Now how is HipHop going to help you? It won't. It can't. You're starting fresh, you can use PHP 5.3. I'd highly recommend looking into PHP 5.3 frameworks and all the new benefits that PHP 5.3 brings to the table along with the SPL libraries and also think about your database too. You're most likely serving up content from a database, so check out MongoDB and other types of databases that are schema-less and document-oriented. They are much much faster and better for the most "common" type of web site/app.

Look at NEW companies like Foursquare and Smugmug and some other companies that are utilizing NEW technology and HOW they are using it. For as successful as Facebook is, I honestly would not look at them for "how" to build an efficient web site/app. I'm not saying they don't have very (very) talented people that work there that are solving (their) problems creatively...I'm also not saying that Facebook isn't a great idea in general and that it's not successful and that you shouldn't get ideas from it....I'm just saying that if you could view their entire source code, you probably wouldn't benefit from it.


Facebook is using LAMP structure. Facebook’s back-end services are written in a variety of different programming languages including C++, Java, Python, and Erlang and they are used according to requirement. With LAMP Facebook uses some technologies ,to support large number of requests, like

  1. Memcache - It is a memory caching system that is used to speed up dynamic database-driven websites (like Facebook) by caching data and objects in RAM to reduce reading time. Memcache is Facebook’s primary form of caching and helps alleviate the database load. Having a caching system allows Facebook to be as fast as it is at recalling your data.

  2. Thrift (protocol) - It is a lightweight remote procedure call framework for scalable cross-language services development. Thrift supports C++, PHP, Python, Perl, Java, Ruby, Erlang, and others.

  3. Cassandra (database) - It is a database management system designed to handle large amounts of data spread out across many servers.
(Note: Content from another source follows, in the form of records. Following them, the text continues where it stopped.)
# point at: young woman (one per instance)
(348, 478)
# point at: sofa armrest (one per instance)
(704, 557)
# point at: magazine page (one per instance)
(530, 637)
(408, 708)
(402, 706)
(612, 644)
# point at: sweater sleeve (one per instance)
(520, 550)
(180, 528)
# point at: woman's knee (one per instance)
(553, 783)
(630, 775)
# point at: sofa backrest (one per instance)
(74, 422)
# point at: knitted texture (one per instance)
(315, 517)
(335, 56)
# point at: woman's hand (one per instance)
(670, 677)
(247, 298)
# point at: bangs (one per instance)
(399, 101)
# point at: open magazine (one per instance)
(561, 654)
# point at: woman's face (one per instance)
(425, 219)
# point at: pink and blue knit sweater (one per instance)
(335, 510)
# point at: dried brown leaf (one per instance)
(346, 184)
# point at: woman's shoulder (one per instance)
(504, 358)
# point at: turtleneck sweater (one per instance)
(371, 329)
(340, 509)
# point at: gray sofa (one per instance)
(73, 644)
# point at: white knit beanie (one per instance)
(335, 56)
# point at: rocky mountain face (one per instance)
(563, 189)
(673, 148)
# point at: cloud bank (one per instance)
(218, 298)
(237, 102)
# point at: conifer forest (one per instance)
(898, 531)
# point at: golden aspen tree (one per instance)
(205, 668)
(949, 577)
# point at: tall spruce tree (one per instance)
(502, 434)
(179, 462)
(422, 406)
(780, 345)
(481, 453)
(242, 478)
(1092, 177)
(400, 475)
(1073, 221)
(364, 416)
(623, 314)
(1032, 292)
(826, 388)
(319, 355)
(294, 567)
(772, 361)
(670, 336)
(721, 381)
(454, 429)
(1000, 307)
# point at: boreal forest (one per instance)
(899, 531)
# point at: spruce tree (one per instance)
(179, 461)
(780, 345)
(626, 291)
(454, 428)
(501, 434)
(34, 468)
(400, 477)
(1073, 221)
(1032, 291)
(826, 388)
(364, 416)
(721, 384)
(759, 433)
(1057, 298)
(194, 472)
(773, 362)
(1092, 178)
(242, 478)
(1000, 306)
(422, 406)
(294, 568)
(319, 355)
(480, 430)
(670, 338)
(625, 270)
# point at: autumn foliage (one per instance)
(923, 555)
  4. HipHop for PHP - It is a source code transformer for PHP script code and was created to save server resources. HipHop transforms PHP source code into optimized C++. After doing this, it uses g++ to compile it to machine code.

If we go into more detail, then answer to this question go longer. We can understand more from following posts:

  1. How Does Facebook Work?
  2. Data Management, Facebook-style
  3. Facebook database design?
  4. Facebook wall's database structure
  5. Facebook "like" data structure

"Knowing about sites which handles such massive traffic gives lots of pointers for architects etc. to keep in mind certain stuff while designing new sites"

I think you can probably learn a lot from the design of Facebook, just as you can from the design of any successful large software system. However, it seems to me that you should not keep the current design of Facebook in mind when designing new systems.

Why do you want to be able to handle the traffic that Facebook has to handle? Odds are that you will never have to, no matter how talented a programmer you may be. Facebook itself was not designed from the start for such massive scalability, which is perhaps the most important lesson to learn from it.

If you want to learn about a non-trivial software system I can recommend the book "Dissecting a C# Application" about the development of the SharpDevelop IDE. It is out of print, but it is available for free online. The book gives you a glimpse into a real application and provides insights about IDEs which are useful for a programmer.